As a watchman he is invaluable, as a second
captain or fundi, whose duty it is to bring up stragglers,
he is superexcellent. He is ugly and vain, but he is no coward.
Asmani the guide is a large fellow, standing over six feet, with
the neck and shoulders of a Hercules. Besides being guide, he is
a fundi, sometimes called Fundi Asmani, or hunter. A very
superstitious man, who takes great care of his gun, and talismanic
plaited cord, which he has dipped in the blood of all the animals
he has ever shot. He is afraid of lions, and will never venture
out where lions are known to be. All other animals he regards as
game, and is indefatigable in their pursuit. He is seldom seen
without an apologetic or a treacherous smile on his face. He could
draw a knife across a man's throat and still smile.

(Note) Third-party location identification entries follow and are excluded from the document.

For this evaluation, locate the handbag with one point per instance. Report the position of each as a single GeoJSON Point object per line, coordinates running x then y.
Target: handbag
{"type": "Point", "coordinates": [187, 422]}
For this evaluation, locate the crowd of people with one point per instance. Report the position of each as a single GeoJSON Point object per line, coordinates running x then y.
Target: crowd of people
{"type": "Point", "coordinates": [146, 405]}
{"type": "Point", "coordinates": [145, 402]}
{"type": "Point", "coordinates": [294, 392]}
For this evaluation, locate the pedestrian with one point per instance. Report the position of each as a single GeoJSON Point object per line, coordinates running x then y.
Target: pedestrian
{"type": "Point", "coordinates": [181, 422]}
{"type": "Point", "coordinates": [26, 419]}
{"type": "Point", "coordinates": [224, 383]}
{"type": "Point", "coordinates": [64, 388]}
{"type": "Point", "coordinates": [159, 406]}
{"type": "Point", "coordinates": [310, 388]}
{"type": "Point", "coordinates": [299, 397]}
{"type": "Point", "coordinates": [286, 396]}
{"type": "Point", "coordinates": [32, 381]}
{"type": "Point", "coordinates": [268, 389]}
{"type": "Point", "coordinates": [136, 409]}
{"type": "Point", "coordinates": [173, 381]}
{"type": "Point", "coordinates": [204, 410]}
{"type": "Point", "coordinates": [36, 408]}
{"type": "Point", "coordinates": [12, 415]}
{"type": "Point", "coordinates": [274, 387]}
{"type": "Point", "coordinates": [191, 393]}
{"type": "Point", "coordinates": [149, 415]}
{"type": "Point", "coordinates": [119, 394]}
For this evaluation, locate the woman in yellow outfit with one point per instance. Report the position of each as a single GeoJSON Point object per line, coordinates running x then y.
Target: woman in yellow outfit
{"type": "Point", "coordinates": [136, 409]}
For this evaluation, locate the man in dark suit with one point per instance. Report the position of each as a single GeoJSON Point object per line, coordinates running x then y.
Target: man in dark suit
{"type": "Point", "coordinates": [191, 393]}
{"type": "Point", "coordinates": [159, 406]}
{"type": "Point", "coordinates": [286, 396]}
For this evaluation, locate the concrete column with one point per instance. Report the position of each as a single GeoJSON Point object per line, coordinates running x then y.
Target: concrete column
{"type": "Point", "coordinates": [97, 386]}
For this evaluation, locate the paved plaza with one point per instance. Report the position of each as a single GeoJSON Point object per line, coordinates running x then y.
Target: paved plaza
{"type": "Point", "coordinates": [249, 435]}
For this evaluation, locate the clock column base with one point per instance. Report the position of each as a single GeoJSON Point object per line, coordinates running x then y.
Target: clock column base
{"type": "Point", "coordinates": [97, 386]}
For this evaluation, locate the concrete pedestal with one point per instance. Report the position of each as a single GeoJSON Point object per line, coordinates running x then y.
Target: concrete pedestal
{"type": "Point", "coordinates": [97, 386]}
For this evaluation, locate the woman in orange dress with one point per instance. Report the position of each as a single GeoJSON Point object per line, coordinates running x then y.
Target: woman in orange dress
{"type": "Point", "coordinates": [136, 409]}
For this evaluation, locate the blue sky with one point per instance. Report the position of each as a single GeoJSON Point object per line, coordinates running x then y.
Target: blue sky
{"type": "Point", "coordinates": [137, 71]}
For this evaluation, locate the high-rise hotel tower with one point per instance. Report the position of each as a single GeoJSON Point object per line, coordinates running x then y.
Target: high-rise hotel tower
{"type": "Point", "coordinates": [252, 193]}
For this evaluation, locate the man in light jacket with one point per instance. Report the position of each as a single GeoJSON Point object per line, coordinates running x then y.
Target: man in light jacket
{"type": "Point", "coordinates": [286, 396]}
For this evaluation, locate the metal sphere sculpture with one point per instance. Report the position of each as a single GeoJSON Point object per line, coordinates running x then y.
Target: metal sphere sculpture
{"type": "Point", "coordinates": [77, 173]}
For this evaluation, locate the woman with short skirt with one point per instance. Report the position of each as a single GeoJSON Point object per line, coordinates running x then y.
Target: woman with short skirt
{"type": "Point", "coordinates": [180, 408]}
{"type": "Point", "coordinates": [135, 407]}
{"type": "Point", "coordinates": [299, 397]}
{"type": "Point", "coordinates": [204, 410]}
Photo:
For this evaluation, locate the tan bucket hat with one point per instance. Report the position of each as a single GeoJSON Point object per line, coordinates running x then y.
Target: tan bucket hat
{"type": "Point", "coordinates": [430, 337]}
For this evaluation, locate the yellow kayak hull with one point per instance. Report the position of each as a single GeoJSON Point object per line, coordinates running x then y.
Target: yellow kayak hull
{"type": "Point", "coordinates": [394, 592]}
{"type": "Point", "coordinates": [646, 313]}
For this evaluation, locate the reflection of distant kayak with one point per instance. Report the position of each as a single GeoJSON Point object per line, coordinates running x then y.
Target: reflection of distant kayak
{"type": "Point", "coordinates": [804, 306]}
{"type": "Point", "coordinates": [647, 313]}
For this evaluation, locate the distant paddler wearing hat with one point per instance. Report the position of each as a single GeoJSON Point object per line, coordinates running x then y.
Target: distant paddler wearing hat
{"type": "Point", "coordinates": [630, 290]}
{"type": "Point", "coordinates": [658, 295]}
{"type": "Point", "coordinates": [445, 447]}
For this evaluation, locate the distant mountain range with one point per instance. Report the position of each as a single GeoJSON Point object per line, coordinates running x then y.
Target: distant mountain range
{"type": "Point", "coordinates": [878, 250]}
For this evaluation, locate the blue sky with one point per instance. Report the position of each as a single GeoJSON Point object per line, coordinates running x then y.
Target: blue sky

Chowpereh is a sturdy short man of thirty or thereabouts; very
good-natured, and humorous. When Chowpereh speaks in his dry Mark
Twain style, the whole camp laughs. I never quarrel with Chowpereh,
never did quarrel with him. A kind word given to Chowpereh is sure
to be reciprocated with a good deed. He is the strongest, the
healthiest, the amiablest, the faithfulest of all. He is the
embodiment of a good follower.
Khamisi is a neat, cleanly boy of twenty, or thereabouts, active,
loud-voiced, a boaster, and the cowardliest of the cowardly.